Currently, the system has implemented the industry’s first LLM-based SMS anti-fraud management pilot in pilot offices of operators A and B in China and quickly transitioned into commercial use.

  • Operator A’s achievements: Since the system was deployed in the provincial company, there has been a significant increase in the interception rate of fraudulent messages. The daily average number of overseas junk SMS messages dropped from 500,000 to 600,000 to 20,000 to 30,000. The forecast success rate and interception accuracy rate can reach up to 99%. In addition, the number of fraud-related cases has significantly decreased. In August 2023, the month-on-month ratio of overseas fraud-related cases decreased by 64%. Following the office’s provisioning, the system received high acclaim from the operator and the anti-fraud center of the province.
  • Operator B’s achievements: The total number of mobile-originated (MO) messages initiated by domestic terminals is 4 million per day, all of which are monitored by the Smart Safeguard system. The average daily interception success rate for junk and fraudulent messages has increased from 57.25% to 93.60%. The false interception ratio has reduced from 42.75% to 6.4%.

 

In addition, ZTE’s AI anti-fraud technologies have been chosen by China’s Ministry of Industry and Information Technology as an innovative technology application for preventing and controlling telecom fraud, and they have been promoted nationwide.

Future Evolution and Prospect

The introduction of anti-fraud model marks the beginning of AI model application in the communication sector. The Smart Safeguard series models will be developed, evolved, and applied across multiple domains, including service scope, media capabilities, and industrial applications.

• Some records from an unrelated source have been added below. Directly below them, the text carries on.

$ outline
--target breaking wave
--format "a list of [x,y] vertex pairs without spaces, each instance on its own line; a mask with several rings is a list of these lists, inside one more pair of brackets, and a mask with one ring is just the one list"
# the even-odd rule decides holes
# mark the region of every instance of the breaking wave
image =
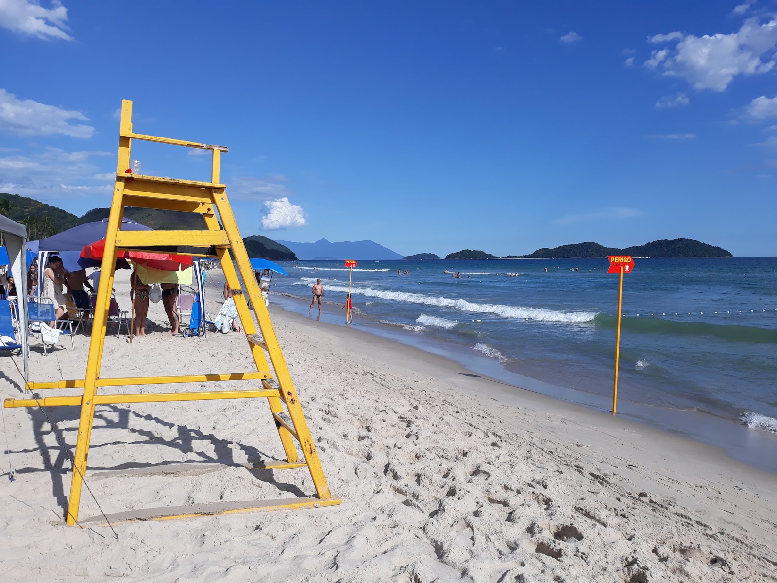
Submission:
[[459,271],[462,275],[512,275],[515,277],[516,275],[526,275],[526,274],[521,274],[516,271],[507,272],[507,273],[494,273],[493,271]]
[[[350,271],[350,267],[297,267],[297,269],[309,269],[311,271]],[[354,271],[391,271],[390,269],[359,269],[354,267]]]
[[416,319],[420,324],[426,324],[427,326],[436,326],[438,328],[452,328],[455,326],[458,322],[453,322],[452,320],[445,319],[444,318],[438,318],[436,316],[427,316],[427,314],[421,314]]
[[490,356],[492,358],[496,358],[500,362],[509,362],[510,358],[506,357],[501,352],[500,352],[496,348],[492,348],[490,346],[486,346],[486,344],[478,343],[472,347],[475,350],[483,352],[486,356]]
[[[311,281],[315,281],[315,280],[310,278],[301,278],[300,281],[295,281],[292,285],[308,285]],[[348,292],[348,287],[344,285],[326,284],[326,288],[333,292],[346,293]],[[354,295],[365,295],[368,298],[378,298],[423,305],[436,305],[441,308],[452,308],[462,312],[491,314],[503,318],[533,319],[541,322],[591,322],[597,316],[596,312],[559,312],[545,308],[524,308],[503,304],[483,304],[477,302],[468,302],[465,299],[433,297],[409,292],[386,292],[372,288],[351,288],[350,292]]]
[[763,429],[772,433],[777,433],[777,419],[761,415],[760,413],[746,411],[740,417],[742,423],[751,429]]

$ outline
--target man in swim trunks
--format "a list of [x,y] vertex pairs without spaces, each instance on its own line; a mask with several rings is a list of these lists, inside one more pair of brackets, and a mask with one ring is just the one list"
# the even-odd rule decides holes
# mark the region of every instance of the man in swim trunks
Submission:
[[308,310],[308,313],[313,309],[313,304],[315,303],[315,300],[319,300],[319,312],[321,312],[321,298],[324,296],[324,286],[321,285],[321,280],[317,279],[315,281],[315,285],[310,288],[310,291],[313,293],[313,299],[310,302],[310,309]]
[[165,306],[165,312],[170,321],[172,330],[171,334],[178,333],[178,311],[176,309],[176,299],[178,298],[178,284],[161,284],[162,305]]
[[91,282],[86,278],[86,270],[78,269],[75,271],[71,271],[65,278],[65,282],[68,285],[68,289],[70,290],[70,295],[73,296],[73,302],[75,302],[75,305],[82,309],[89,309],[91,307],[89,305],[89,296],[86,295],[84,286],[85,285],[89,288],[92,293],[94,293],[95,290],[92,287]]

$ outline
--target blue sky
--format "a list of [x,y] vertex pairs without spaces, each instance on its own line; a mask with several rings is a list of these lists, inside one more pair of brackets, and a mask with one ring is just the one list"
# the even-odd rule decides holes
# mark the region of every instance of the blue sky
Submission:
[[[227,145],[244,236],[777,256],[777,3],[0,0],[0,191],[110,204]],[[10,56],[10,58],[9,58]],[[207,179],[187,148],[142,173]]]

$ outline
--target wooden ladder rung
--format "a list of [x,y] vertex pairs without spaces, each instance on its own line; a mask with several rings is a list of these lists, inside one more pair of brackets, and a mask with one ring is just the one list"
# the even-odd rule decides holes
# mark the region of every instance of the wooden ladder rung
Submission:
[[116,173],[117,178],[131,178],[141,182],[155,182],[162,184],[180,184],[185,187],[199,187],[200,188],[225,189],[226,184],[220,182],[202,182],[201,180],[183,180],[180,178],[167,178],[166,176],[149,176],[145,174],[127,174],[124,172]]
[[286,428],[286,430],[294,435],[294,439],[298,442],[299,441],[299,436],[297,435],[297,431],[294,431],[294,424],[291,423],[291,417],[285,413],[275,413],[274,411],[273,412],[273,417],[275,417],[275,423],[277,425]]
[[274,379],[263,379],[262,383],[267,389],[274,389],[277,391],[280,390],[280,385],[278,384],[278,382]]
[[256,344],[260,348],[264,348],[264,350],[267,350],[267,345],[264,342],[264,338],[263,338],[259,334],[246,334],[246,340],[247,340],[252,344]]

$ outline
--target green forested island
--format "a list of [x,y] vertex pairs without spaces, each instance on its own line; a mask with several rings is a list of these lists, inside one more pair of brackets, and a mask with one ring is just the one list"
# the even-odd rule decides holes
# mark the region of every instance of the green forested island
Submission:
[[[110,208],[92,208],[82,217],[61,208],[20,197],[18,194],[0,193],[0,214],[27,226],[31,240],[45,239],[78,225],[106,218]],[[201,215],[177,211],[160,211],[154,208],[124,209],[124,217],[157,231],[191,231],[205,228]],[[250,258],[274,260],[296,260],[297,256],[287,247],[261,235],[243,238],[246,250]]]
[[605,247],[599,243],[582,243],[563,245],[553,249],[538,249],[524,255],[524,259],[587,259],[606,257],[608,255],[632,255],[638,257],[732,257],[722,247],[707,245],[693,239],[660,239],[645,245],[625,249]]
[[434,253],[416,253],[415,255],[408,255],[406,257],[402,257],[402,259],[408,261],[415,261],[419,259],[440,259],[440,257]]
[[499,257],[485,251],[462,249],[455,253],[448,253],[445,256],[445,259],[499,259]]

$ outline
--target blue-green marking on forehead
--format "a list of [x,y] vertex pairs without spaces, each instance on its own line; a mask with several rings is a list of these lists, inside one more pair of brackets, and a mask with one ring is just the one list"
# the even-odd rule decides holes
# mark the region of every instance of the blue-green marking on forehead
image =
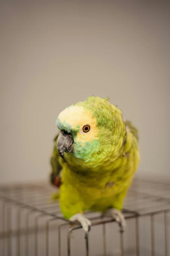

  • Field expansion and capability openness: ZTE will achieve capability replication and openness, further exploring the application of anti-fraud governance in 5G communication, IT, and content release.
  • Computer vision model: Besides SMS text content anti-fraud, multimedia content is a fast-growing form of telecom fraud. To ensure that media content is trustworthy, secure, and reliable in the new 5G communications era, the Smart Safeguard model must efficiently identify and combat  fraudulent multimedia content in the future.
  • Industrial model: 5G industrial customers have diverse requirements including intelligent dialogues, industrial knowledge services, and enterprise applications. By supporting L0/L1/L2 AI models and integrating them into platforms on the new communications network side, such as the 5G messaging platform, ZTE “Smart Safeguard” model can rapidly meet the AI capability requirements of 5G industrial communication, effectively serving government and enterprise customers.